The End of At-Will

Ha! I like not that:

A longtime employee of the Whole Foods Market in Brentwood is suing the company for firing her after she complained to her superiors about the alleged mishandling of organic produce.

Elisha Wellman of St. Louis had worked at the store since 2001. But in late August, she was fired, the lawsuit says, after she repeatedly pointed out unsanitary display crates and shelving, and the commingling of organic and nonorganic produce.

“She attempted to bring this to the attention of her managers, then brought it to a regional level, and then a week or so later she lost her job,” said Gary A. Growe, Wellman’s attorney. “They accused her of being involved with some customer complaints some six or eight months ago, that she had nothing to do with.”

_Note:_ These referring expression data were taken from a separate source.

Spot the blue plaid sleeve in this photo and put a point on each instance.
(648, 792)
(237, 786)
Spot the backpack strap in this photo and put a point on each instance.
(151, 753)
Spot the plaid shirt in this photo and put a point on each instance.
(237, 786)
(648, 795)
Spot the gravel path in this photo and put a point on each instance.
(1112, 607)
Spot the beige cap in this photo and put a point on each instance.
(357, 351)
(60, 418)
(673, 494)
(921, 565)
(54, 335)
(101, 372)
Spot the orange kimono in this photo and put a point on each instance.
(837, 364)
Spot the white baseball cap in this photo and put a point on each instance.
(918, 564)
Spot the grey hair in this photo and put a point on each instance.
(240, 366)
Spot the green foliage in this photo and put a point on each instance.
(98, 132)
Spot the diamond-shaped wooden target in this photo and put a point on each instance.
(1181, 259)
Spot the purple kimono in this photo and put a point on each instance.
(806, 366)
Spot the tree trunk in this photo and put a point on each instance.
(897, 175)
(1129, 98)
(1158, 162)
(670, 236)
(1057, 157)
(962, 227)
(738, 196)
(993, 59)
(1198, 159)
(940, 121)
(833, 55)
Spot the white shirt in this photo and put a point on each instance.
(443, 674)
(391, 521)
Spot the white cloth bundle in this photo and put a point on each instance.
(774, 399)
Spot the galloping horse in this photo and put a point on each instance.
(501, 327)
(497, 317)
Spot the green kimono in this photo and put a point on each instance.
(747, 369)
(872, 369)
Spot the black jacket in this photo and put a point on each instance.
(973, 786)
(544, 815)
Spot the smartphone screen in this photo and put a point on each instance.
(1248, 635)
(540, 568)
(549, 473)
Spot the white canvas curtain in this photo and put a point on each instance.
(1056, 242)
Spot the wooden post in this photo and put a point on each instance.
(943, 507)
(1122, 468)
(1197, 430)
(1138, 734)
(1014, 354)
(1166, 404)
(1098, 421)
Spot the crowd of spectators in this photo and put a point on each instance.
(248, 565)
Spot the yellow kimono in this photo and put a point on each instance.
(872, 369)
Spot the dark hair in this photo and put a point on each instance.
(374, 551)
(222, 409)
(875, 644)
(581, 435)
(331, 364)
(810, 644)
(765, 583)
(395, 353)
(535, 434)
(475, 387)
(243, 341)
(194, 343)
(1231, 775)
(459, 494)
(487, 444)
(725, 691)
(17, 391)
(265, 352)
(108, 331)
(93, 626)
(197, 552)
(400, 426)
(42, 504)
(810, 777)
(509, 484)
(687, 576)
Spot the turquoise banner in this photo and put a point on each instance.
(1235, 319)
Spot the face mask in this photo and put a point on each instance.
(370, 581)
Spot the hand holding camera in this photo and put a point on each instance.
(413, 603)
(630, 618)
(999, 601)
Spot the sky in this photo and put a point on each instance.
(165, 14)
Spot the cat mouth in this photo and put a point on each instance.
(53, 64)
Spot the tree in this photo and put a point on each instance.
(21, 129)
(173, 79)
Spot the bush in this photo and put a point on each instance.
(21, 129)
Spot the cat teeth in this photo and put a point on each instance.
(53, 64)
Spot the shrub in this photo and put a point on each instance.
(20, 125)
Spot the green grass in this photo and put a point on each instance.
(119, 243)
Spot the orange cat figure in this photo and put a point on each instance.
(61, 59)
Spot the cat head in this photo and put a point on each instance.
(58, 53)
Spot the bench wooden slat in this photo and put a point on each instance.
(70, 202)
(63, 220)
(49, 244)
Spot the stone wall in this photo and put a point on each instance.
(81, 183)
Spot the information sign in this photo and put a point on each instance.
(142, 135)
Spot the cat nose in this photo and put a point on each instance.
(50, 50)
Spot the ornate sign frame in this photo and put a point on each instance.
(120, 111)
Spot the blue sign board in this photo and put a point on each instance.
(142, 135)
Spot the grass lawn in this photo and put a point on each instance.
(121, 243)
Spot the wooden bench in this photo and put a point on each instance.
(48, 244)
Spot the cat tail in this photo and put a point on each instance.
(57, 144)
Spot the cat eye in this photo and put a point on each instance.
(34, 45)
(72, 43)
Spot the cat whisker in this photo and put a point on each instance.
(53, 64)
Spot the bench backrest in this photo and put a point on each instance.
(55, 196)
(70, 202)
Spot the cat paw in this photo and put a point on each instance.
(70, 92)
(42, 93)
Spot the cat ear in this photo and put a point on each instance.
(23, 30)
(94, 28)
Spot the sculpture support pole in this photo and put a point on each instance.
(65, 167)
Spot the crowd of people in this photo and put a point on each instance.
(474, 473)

Under the “at-will” doctrine, Wellman had the legal ability to quit at anytime, while Whole Foods could fire her at any time, for any reason, unless the termination was discriminatory. But, Growe explained, the law contains a “public policy exemption” that prohibits a company from firing a person if they point out violations of law or policy. It’s under this exemption that Growe is making his case.

“The law gives you the term ‘whistle-blower,'” Growe said.

Given the number of regulations applicable to any business, it’s a very short slippery slope to making anyone who complains at work into a whistle blower, ineligible for termination.